Um sich vor Ansteckungen zu schützen, geht in den betroffenen Regionen kaum jemand vor die Tür. Daher sind 24 von 64 Burberry-Geschäften in China geschlossen. Die übrigen Läden sind nur begrenzt geöffnet. Warum auch? Wirklich shoppen geht kaum jemand.

Das belastet die Einzelhandelsumsätze sowohl in China als auch in der Sonderverwaltungszone Hongkong. Finanzchefin Julie Brown sagte, die Umsätze in den noch geöffneten chinesischen Geschäften seien in den vergangenen beiden Wochen um 70 bis 80 Prozent eingebrochen.

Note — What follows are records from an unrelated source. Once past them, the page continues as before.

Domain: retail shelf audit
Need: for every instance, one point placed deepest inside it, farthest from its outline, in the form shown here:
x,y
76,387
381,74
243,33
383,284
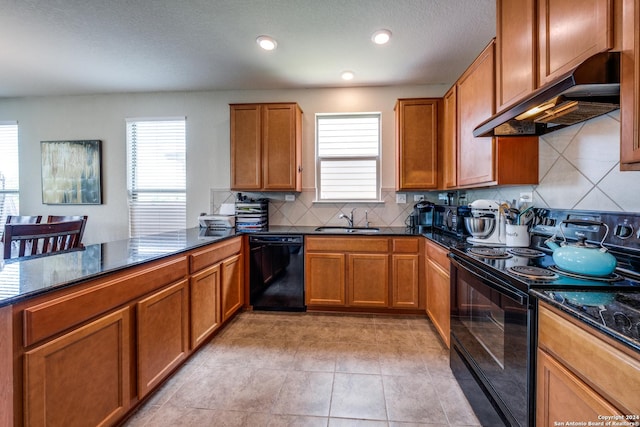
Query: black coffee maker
x,y
422,216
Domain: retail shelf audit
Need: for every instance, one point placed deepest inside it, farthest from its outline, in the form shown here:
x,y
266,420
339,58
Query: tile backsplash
x,y
579,169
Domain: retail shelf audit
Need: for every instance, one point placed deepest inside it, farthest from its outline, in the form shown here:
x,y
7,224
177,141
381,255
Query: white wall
x,y
103,117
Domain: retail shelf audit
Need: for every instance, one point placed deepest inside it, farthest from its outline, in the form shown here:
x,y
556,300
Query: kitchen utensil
x,y
516,235
581,257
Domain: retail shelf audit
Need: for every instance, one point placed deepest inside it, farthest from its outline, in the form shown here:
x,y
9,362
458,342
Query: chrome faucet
x,y
348,218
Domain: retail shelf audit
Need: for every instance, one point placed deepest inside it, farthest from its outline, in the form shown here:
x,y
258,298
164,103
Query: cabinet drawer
x,y
44,320
597,362
213,254
408,245
348,244
438,254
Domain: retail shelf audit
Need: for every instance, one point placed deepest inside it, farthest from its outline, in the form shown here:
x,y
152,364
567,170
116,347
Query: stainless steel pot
x,y
480,227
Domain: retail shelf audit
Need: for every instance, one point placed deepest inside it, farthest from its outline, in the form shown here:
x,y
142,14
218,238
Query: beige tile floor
x,y
308,369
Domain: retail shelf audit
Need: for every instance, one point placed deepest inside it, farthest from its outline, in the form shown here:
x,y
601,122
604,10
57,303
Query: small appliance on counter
x,y
485,223
450,219
224,220
421,219
252,215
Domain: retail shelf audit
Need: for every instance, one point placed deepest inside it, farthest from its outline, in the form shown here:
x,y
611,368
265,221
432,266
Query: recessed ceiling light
x,y
347,75
266,42
381,36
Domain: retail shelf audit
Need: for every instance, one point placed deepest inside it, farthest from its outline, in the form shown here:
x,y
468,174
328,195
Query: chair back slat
x,y
65,218
40,239
23,219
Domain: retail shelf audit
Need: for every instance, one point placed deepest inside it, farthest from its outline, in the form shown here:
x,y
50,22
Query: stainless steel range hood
x,y
589,90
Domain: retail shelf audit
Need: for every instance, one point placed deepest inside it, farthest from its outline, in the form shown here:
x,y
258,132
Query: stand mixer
x,y
486,224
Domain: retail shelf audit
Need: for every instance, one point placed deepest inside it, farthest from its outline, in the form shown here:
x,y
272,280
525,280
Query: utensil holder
x,y
517,235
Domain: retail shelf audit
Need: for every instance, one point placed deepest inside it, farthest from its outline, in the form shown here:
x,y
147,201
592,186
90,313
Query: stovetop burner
x,y
613,277
526,252
533,273
491,253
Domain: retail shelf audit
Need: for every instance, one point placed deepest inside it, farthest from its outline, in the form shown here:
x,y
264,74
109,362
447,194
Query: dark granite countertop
x,y
614,313
22,279
28,277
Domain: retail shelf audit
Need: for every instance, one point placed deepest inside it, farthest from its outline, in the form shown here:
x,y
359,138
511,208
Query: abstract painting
x,y
71,172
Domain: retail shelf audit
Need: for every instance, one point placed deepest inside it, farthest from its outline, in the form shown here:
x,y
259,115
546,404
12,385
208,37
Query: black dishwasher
x,y
277,272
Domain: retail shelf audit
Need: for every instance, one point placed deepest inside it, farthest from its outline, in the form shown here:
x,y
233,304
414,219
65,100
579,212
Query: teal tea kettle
x,y
582,257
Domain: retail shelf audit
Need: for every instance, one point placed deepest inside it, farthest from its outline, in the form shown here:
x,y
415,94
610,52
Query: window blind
x,y
9,172
156,175
348,157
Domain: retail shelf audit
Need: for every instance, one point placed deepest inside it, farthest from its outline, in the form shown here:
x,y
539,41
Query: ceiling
x,y
73,47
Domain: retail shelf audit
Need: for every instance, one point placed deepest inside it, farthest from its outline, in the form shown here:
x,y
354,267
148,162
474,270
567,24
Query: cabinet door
x,y
417,143
205,304
163,334
246,151
476,93
561,396
449,139
281,145
630,87
368,280
438,299
81,378
405,280
232,286
568,34
516,70
325,279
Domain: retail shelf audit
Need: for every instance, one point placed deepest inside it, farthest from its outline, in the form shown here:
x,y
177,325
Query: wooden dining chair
x,y
23,219
65,218
22,240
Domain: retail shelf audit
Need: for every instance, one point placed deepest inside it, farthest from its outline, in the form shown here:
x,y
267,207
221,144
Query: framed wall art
x,y
71,172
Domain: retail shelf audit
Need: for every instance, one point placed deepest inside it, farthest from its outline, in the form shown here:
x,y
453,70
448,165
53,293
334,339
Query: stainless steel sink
x,y
351,230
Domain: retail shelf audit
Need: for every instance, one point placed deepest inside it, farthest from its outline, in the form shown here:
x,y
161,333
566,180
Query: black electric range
x,y
492,308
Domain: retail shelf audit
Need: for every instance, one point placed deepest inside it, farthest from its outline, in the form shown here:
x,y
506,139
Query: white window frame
x,y
349,157
165,207
9,147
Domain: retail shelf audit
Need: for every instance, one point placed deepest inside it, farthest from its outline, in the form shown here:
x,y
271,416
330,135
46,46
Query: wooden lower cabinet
x,y
204,297
363,272
562,396
438,299
368,280
82,377
325,279
162,334
232,286
580,372
438,289
405,281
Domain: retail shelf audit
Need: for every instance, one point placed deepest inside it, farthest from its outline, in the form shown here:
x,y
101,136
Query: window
x,y
9,167
156,175
348,157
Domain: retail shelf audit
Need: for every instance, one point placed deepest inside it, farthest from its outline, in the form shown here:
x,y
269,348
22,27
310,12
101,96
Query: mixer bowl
x,y
480,227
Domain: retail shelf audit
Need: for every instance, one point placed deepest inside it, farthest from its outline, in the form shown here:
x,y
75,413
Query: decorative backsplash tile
x,y
579,168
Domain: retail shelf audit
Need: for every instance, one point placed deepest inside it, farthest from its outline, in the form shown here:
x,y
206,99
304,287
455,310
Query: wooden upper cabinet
x,y
476,100
570,32
449,156
417,143
630,86
516,51
266,147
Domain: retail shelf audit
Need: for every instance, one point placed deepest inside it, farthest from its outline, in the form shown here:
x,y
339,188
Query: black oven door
x,y
490,342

Die Ausgaben von chinesischen Touristen in Europa sowie anderen touristischen Regionen sind dem Unternehmen zufolge derzeit weniger betroffen. Allerdings geht Burberry wegen der Reiserestriktionen von einer Verschlechterung in den kommenden Wochen aus.

Das für seine Check-Karomuster bekannte Modehaus hatte erst im Jänner seine Umsatzprognose erhöht. Damals sah das Management eine stabile Entwicklung und erwartete ein niedriges einstelliges Prozentwachstum. Doch dann verbreitete sich das Virus immer weiter. Daher sei die Prognose nun überholt, erklärte Brown.

Nicht nur Burberry macht die Epidemie zu schaffen. Sondern auch der Sportartikelhersteller Nike warnte in dieser Woche vor erheblichen Einbußen. Die Amerikaner mussten ebenso Filialen in China schließen wie der deutsche Konkurrent Adidas. Die Kosmetikkonzerne L'Oréal und Estée Lauder müssen ebenfalls kurzfristige Belastungen für ihr Geschäft verkraften.